Our beautiful baby boy ~Bailey~ was born sleeping on 24 March 2009
My lovely mum, Val, passed away on 9 April 2015 (my best friend)

Saturday, October 23, 2010

Letter to Bailey

To sweet beautiful Bailey,

I miss you so much.  The missing of you doesn't seem to get easier in time.  Your baby brother has helped me heal so much though. 

I'm starting to live my life again after putting my life on hold after I lost you.  Even when I was pregnant with Kyle, I just didn't have the get up and go I should have had.  I missed you so painfully.  When I think back to last year, I can't believe how I couldn't even live my life for Brodie, he missed out on so much, but now I want to share life with him again.  We will have Christmas this year, when last Christmas I didn't even bother putting up the tree or decorations, Brodie didn't see Father Christmas - I just didn't want Christmas without you.  Brodie saw a Christmas tree in the shops a couple of days ago and asked me what it was, I felt so ashamed that he didn't know.  This year will be different, we may even buy a new Christmas tree.  I wish you were here, but I know you know what is happening here, and I know that you would want your brothers to celebrate Christmas and all that life has to offer.

I was also thinking of taking your brothers to the Zoo soon.  Last time I took Brodie, you were happily lazing about in my womb, and I was dreaming of taking the both of you once you were born.  My dream isn't going to come true now. 

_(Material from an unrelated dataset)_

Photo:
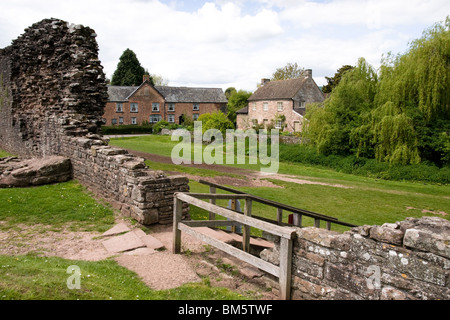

I love you sweet baby.  Will miss you forever.

Lots of Love,
Mummy
xxxxx

1 comment:

Lana said...

Hi Fiona, geez the zoo... the zoo used to be one of my favourite places and i'd easily be there about 2 or 3 times a year.. since Matilda was born, I've been once.. and it was so painful seeing all these little girls around that i havent been able to bring myself to go back - so i can completely understand your anguish! Still, i am glad that Kyle has allowed to you to heal enough to contemplate going back there.. the zoo is a magical place and brodie and he deserve to go there and enjoy it.. similarly with christmas.. i dont think brodie will ever hold last non-christmas against you! you needed to do what you had to, to heal.. we had xmas last year and i hated most of it.. in fact i cant really remember much of it cause i made sure i was drunk! thats equally as sad as not having it.. alas this is our lives and we cant feel bad for it!
i cant believe you lost your photos - i am totally obsessed with photos - i am like the papparazzi at most events! i bought an external harddrive last year that i store all my images on.. my mother lost all our baby photos in a house move so i think that has contributed to my obsession!
i am on FB my surname is gonsalves - look me up.. i am currently without internet at home though so if i dont confirm right away dont be alarmed!